- The Washington Times - Tuesday, July 19, 2016

CLEVELAND — The Trump campaign defended Melania Trump on Tuesday, insisting she didn’t crib parts of her prime-time convention speech from first lady Michelle Obama — but the snafu knocked Republicans far off the message they’d hoped to send.

The former campaign manager for Donald Trump said someone should be fired over the incident, but campaign officials said that wasn’t going to happen and said critics were being sexist in questioning Mrs. Trump.

“The fact that the speech itself is being focused on for, as somebody I think at CBS told me today, 50 words, and that includes ‘ands’ and ‘thes’ and things like that, is totally ignoring the facts of the speech itself,” Trump campaign chairman Paul Manafort told reporters.

Mr. Manafort said the criticism was a sign that Democrats were afraid of Mrs. Trump.

“It’s just another example as far as we’re concerned that when Hillary Clinton is threatened by a female, the first thing she does is try to destroy the person,” he said. “But it’s politics. We recognize it and we’re just going to move on.”

Mrs. Trump, making her biggest appearance yet on the national campaign stage, had the task of introducing herself and her husband to voters. In her remarks, she spoke of her immigrant heritage, her pride in becoming an American and of hard work and passing on values to the next generation.

SEE ALSO: GOP leaders stamp out anti-Trump push at Republican National Convention, skip roll call vote

“My parents impressed on me the values that you work hard for what you want in life, that your word is your bond, and you do what you say and keep your promise — that you treat people with respect,” Mrs. Trump said.

In 2008, Mrs. Obama had said: “Barack and I were raised with so many of the same values, like you work hard for what you want in life, that your word is your bond, that you do what you say you’re going to do — that you treat people with dignity and respect, even if you don’t know them and even if you don’t agree with them.”

On Monday, Mrs. Trump went on to say: “That is a lesson that I continue to pass along to our son, and we need to pass those lessons on to the many generations to follow. Because we want our children in this nation to know that the only limit to your achievements is the strength of your dreams and your willingness to work for them.”

Mrs. Obama went on to say in her 2008 speech: “And Barack and I set out to build lives guided by these values and to pass them on to the next generation, because we want our children and all children in this nation to know that the only limit to the height of your achievements is the reach of your dreams and your willingness to work hard for them.”
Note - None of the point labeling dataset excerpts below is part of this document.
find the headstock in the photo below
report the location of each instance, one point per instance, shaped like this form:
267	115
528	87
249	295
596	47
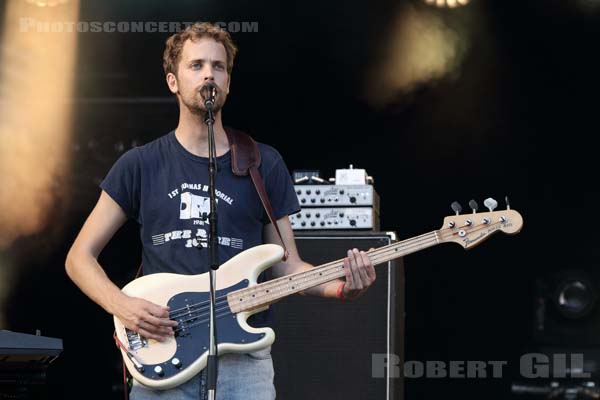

White House press secretary Joshua Earnest declined to label it plagiarism, saying that when Mrs. Obama spoke at the Democrats’ convention in 2008, “she received an enthusiastic reception and strong reviews because of her words, her life story and the values that she and her husband deeply believe in and try to instill in their kids.”

“I’ll let all of you weigh in on that and try to learn more about how exactly it was written,” Mr. Earnest said Tuesday.

SEE ALSO: Melania Trump calls becoming U.S. citizen greatest privilege on Earth

But Corey Lewandowski, Mr. Trump’s former campaign manager who was dismissed last month, said Tuesday on CNN that the person responsible for the remarks making their way into the speech should be fired.

“Whoever was the staff person who wrote this speech should be held accountable … should be fired,” Mr. Lewandowski said. “I know accountability in the Trump campaign. I know what it’s like to be fired from the Trump campaign.”

Republican National Committee Chairman Reince Priebus said at a Bloomberg breakfast that he, too, would probably fire the speechwriter if presented with a similar situation.

Attention on the passages in Mrs. Trump’s speech that echoed lines from Mrs. Obama’s address at the 2008 Democratic National Convention ended up dominating a good portion of the second day of the Republican National Convention — a day Republicans had hoped to spend talking about jobs and the economy.

But Janice Breitenstine, a GOP delegate from Texas, predicted that the issue would fizzle out.

“I’ve done a lot of writing and I know the first thing you do is research to see what’s been done in the past, so I’m sure somebody, some staffer did that kind of research and when you read something then a little bit later, those words are still flowing through your brain,” Ms. Breitenstine said.

“I think it’s a real big deal made out of absolutely nothing,” she said.